Conclusion: the overall query performance of CTSDB is much better than that of InfluxDB. When the number of concurrency is high (40), the query performance of CTSDB is nearly 4 times higher than that of InfluxDB, about 2w. When the number of concurrent threads reaches 50, InfluxDB has a link error and rejects the query request; at this time, CTSDB can query normally.

(2) comparison of query performance between CTSDB single-node cluster and two-node cluster

Abscissa: number of concurrency (number of query threads), ordinate: QPS (in times / s)

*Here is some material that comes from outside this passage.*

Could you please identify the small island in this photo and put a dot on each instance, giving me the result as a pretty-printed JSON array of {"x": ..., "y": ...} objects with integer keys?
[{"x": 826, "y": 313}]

Conclusion: in the case of high concurrency, the query performance of two-node cluster is much better than that of single-node cluster, showing a trend of linear expansion of query performance.

About us.

Our current situation

As Tencent's only time series database, CTSDB supports more than 20 core businesses within Tencent (Wechat × ×, Tenpay, Cloud Monitoring, Cloud Database, Cloud load, etc.). Among them, the cloud monitoring system records the real-time status of various software and hardware systems in Tencent, and CTSDB carries all its data storage. It runs stably under the write pressure of 10 million data points per second and 20TB + data per day, which proves that CTSDB can stably support the massive data scenarios of the Internet of things.

Our future

CTSDB will be officially launched in Tencent Cloud to provide technical services for the couplet industry! We will further optimize CTSDB in terms of reducing storage costs, improving ease of use, and rich functionality! Welcome students who are interested in temporal database and distributed storage to join us!

Welcome to subscribe "Shulou Technology Information " to get latest news, interesting things and hot topics in the IT industry, and controls the hottest and latest Internet news, technology news and IT industry trends.

*The comments in the above article only represent the author's personal views and do not represent the views and positions of this website. If you have more insights, please feel free to contribute and share.